Bandung — Persaingan mendapatkan pekerjaan bagi lulusan baru semakin ketat. Setiap tahun, ribuan mahasiswa lulus dari berbagai perguruan tinggi dengan latar belakang pendidikan yang relatif serupa. Di tengah kondisi tersebut, perusahaan mulai melihat faktor lain di luar nilai akademik, salah satunya adalah portofolio.
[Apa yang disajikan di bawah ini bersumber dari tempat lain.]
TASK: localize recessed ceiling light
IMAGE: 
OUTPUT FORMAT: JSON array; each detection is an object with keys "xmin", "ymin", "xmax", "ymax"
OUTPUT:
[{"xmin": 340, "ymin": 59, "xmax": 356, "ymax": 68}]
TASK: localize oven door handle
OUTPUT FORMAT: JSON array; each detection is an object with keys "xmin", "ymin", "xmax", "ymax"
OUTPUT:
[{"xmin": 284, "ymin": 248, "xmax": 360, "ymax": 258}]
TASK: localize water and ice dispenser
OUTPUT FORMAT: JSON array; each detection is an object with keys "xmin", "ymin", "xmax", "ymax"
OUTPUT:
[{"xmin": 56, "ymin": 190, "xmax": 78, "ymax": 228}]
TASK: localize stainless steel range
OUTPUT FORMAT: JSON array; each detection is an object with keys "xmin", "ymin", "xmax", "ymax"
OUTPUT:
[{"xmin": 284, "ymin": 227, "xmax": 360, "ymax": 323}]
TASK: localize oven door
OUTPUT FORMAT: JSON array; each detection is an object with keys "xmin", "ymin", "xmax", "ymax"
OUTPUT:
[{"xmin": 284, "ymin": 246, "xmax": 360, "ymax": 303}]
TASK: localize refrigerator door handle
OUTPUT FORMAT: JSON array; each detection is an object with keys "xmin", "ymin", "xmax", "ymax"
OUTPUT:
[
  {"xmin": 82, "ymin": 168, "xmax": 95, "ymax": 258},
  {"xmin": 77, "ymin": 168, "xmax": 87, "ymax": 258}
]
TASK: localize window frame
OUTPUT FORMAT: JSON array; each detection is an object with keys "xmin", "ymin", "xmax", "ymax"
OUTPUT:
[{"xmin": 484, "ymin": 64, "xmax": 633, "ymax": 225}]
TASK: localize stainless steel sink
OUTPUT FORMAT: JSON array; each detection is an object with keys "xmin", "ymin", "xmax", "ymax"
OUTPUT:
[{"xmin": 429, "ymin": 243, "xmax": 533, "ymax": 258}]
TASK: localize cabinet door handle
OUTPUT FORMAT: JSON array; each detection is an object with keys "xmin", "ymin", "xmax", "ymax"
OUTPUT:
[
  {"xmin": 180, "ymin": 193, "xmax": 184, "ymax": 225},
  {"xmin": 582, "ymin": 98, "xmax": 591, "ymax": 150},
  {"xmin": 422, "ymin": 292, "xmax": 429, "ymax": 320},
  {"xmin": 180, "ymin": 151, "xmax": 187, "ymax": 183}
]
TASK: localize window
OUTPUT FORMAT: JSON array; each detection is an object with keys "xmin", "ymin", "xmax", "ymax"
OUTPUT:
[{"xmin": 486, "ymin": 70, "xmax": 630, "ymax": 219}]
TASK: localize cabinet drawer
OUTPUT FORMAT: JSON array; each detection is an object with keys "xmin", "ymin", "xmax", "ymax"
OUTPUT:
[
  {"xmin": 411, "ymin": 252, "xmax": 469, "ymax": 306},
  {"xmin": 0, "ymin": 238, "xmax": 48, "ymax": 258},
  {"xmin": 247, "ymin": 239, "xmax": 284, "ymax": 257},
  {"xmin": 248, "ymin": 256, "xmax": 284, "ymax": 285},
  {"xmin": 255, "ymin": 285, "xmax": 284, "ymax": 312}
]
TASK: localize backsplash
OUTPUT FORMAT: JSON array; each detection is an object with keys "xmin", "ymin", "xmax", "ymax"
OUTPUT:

Portofolio merupakan kumpulan hasil karya, proyek, maupun pengalaman yang menunjukkan kemampuan seseorang dalam menyelesaikan suatu pekerjaan. Berbeda dengan CV yang menjelaskan riwayat pendidikan dan pengalaman, portofolio memperlihatkan bukti nyata dari kompetensi yang dimiliki pelamar.
Perubahan ini semakin terlihat pada bidang teknologi, desain, manufaktur, hingga pemasaran digital (digital marketing). Banyak perusahaan meminta pelamar melampirkan tautan GitHub, Behance, situs web pribadi (personal website), atau dokumentasi proyek yang pernah dikerjakan. Bahkan untuk beberapa posisi, kualitas portofolio menjadi pertimbangan yang lebih besar dibandingkan IPK.
Menurut LinkedIn Workplace Learning Report, perusahaan kini semakin mengutamakan skills-based hiring, yaitu proses rekrutmen yang lebih menitikberatkan pada keterampilan dan kemampuan nyata dibandingkan latar belakang pendidikan semata. Pendekatan ini dinilai mampu membantu perusahaan menemukan kandidat yang benar-benar siap bekerja sejak hari pertama.
Bagi mahasiswa vokasi, kondisi tersebut justru menjadi peluang. Proyek praktikum, tugas akhir, hasil magang, hingga kompetisi yang diikuti selama kuliah dapat menjadi bagian dari portofolio profesional. Dokumentasi proses pengerjaan, permasalahan yang dihadapi, hingga solusi yang berhasil diterapkan sering kali lebih menarik bagi perekrut dibanding sekadar daftar mata kuliah yang pernah ditempuh.
Portofolio juga tidak harus selalu berupa produk yang sudah selesai. Seorang mahasiswa teknik dapat menampilkan desain CAD, simulasi PLC, program mikrokontroler, atau dokumentasi proses manufaktur. Mahasiswa informatika dapat menyertakan aplikasi yang dikembangkan, API, dashboard analitik, maupun kontribusi pada proyek open source. Sementara mahasiswa desain dapat menunjukkan proses kreatif hingga hasil akhir sebuah karya.
Yang tidak kalah penting adalah konsistensi dalam memperbarui portofolio. Banyak lulusan baru mulai menyusunnya ketika sudah memasuki masa mencari kerja. Padahal, portofolio yang dibangun sejak semester awal biasanya memiliki kualitas yang lebih baik karena mencerminkan perkembangan kemampuan dari waktu ke waktu.
Di tengah perubahan dunia kerja, portofolio menjadi cara paling sederhana untuk menjawab satu pertanyaan yang hampir selalu dimiliki perekrut: "Apa yang sudah pernah Anda kerjakan?" Semakin banyak bukti nyata yang dapat ditunjukkan, semakin besar pula peluang seorang lulusan untuk menonjol di antara kandidat lainnya.